BenRiach Single Cask 1992 #979 – Port Hogshead – 25 Years Old – 53.9% ABV
On the nose: dark fruits, black currants, blackberries, strawberry jam. Maple syrup. Tiramisu. Chocolate. Sultanas and raisins. Feels more classically sherried than Port. Warming ginger. Touches of vanilla.
In the mouth: very silky and the most elegant of the lot by a country mile. Strawberry jam. Lightly toasted. Again, those more typically sherry cask European oak notes manifest; plenty of sultanas and raisins. Dried cranberries here too. Nutmeg, honey and black tea on the finish.
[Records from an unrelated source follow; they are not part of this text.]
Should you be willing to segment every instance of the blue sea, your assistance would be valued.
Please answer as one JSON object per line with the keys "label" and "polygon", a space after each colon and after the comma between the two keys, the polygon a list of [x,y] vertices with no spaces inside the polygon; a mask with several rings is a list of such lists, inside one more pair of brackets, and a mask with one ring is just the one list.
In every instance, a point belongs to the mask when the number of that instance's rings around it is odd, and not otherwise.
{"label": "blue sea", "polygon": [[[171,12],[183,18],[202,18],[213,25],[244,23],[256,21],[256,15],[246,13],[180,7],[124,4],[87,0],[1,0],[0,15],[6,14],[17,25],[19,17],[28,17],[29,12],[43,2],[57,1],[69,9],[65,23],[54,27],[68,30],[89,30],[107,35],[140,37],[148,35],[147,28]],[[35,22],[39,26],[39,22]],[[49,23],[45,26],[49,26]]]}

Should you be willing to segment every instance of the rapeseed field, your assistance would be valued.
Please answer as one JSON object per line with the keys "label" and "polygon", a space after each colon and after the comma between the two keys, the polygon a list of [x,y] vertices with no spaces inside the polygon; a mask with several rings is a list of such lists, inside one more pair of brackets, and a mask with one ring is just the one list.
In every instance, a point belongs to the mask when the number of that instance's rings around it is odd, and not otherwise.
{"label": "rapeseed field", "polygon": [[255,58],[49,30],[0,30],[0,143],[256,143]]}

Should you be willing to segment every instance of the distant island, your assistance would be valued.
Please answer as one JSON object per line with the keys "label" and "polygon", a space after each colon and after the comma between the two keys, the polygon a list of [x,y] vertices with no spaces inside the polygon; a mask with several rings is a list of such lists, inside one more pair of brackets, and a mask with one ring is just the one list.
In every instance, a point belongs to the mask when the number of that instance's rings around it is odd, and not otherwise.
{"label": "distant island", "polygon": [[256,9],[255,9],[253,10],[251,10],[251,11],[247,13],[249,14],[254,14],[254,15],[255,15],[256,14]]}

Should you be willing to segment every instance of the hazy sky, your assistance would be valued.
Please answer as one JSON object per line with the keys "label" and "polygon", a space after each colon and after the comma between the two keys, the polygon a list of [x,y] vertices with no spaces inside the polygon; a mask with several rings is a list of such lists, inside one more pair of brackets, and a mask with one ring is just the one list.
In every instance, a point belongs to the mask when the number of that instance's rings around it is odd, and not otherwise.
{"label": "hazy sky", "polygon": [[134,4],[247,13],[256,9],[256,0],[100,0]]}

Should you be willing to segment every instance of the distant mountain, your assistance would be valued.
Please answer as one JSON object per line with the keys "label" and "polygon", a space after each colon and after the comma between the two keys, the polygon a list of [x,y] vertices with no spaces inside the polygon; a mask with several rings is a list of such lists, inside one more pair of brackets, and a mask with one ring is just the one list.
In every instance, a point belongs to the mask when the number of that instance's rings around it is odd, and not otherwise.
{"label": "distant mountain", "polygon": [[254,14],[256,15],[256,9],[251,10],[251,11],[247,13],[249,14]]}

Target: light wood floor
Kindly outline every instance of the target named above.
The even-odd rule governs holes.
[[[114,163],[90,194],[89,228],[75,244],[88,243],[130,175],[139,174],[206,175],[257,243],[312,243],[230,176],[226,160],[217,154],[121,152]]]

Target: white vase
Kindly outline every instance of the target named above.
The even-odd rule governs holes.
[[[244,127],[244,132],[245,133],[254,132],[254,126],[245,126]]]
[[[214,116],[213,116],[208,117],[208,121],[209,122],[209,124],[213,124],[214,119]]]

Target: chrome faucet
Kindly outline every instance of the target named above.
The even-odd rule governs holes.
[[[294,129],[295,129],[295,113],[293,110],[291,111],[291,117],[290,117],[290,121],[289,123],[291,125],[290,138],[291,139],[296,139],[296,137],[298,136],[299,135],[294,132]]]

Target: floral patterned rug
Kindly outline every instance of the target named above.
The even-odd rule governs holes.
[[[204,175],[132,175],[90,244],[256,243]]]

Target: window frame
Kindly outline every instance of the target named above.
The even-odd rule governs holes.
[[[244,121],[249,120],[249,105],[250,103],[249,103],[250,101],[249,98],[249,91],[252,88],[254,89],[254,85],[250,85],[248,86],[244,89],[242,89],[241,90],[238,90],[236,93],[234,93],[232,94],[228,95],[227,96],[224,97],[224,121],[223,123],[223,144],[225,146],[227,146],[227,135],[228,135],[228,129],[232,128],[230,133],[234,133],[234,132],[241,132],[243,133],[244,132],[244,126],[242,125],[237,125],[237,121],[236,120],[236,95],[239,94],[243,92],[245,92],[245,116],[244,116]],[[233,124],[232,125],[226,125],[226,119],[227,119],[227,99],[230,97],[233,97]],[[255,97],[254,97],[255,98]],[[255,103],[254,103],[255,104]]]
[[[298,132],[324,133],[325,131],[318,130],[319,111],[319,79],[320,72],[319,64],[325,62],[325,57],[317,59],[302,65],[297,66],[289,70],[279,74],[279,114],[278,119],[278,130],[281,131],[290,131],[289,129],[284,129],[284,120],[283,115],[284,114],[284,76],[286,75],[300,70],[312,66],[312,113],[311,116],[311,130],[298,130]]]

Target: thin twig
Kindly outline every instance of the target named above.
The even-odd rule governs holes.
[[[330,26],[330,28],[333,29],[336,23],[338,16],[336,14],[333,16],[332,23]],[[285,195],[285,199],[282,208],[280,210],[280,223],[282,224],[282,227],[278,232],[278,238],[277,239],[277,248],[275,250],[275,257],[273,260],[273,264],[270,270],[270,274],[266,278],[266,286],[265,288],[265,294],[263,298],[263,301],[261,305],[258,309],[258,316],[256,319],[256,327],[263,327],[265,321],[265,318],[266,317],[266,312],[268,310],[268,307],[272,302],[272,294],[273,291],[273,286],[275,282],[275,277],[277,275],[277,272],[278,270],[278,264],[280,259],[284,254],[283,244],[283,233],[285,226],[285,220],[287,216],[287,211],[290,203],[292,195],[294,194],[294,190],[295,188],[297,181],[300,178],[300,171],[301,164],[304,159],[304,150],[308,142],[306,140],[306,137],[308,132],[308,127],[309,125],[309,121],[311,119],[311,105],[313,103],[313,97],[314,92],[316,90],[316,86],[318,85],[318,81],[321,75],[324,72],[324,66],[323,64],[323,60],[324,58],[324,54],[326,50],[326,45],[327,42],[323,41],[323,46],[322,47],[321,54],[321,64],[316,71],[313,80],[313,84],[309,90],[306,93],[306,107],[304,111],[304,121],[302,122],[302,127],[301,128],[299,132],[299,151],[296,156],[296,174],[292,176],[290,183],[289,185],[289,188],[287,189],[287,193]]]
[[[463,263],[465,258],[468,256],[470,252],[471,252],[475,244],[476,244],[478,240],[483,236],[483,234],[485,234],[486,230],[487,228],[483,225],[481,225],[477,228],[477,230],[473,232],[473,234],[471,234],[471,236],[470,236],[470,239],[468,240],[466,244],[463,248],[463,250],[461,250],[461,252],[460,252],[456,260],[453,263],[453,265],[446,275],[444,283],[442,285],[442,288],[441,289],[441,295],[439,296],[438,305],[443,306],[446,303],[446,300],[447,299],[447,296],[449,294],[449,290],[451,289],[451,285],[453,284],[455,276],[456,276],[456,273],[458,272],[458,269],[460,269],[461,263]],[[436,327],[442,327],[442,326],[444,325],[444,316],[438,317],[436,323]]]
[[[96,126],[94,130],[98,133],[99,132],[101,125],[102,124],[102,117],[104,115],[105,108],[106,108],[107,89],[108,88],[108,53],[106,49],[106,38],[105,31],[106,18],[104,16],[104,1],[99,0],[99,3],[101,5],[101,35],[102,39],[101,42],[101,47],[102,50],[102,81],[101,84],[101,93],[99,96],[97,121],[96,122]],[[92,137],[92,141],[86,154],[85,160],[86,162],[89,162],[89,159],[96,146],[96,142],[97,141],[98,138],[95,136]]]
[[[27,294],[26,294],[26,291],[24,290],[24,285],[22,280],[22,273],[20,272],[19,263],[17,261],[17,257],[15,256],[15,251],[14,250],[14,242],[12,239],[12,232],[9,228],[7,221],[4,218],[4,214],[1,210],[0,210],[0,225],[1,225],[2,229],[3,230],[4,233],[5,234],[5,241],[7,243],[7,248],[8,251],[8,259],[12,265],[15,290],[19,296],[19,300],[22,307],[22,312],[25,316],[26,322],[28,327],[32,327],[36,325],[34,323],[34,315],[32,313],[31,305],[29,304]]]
One of my fears when starting to taste all of these single cask BenRiach whiskies was: are they all going to be a bit similar. But no, they’re not – not even close. With the peated twist and the varied cask types, there’s enough here to eradicate any notion of a distillery style. Pick any one of these – they’re a delight. Pick two to enjoy the radical differences. Bravo to variation.
Because I, personally, celebrate differences; I’m not really interested in consistency in whisky. To want something the same batch after batch, you might as well just drink Coca-Cola, stay only in a Premier Inn, and eat only at Harvesters.
Call me a snob, I dare you. But that’s no kind of life for me.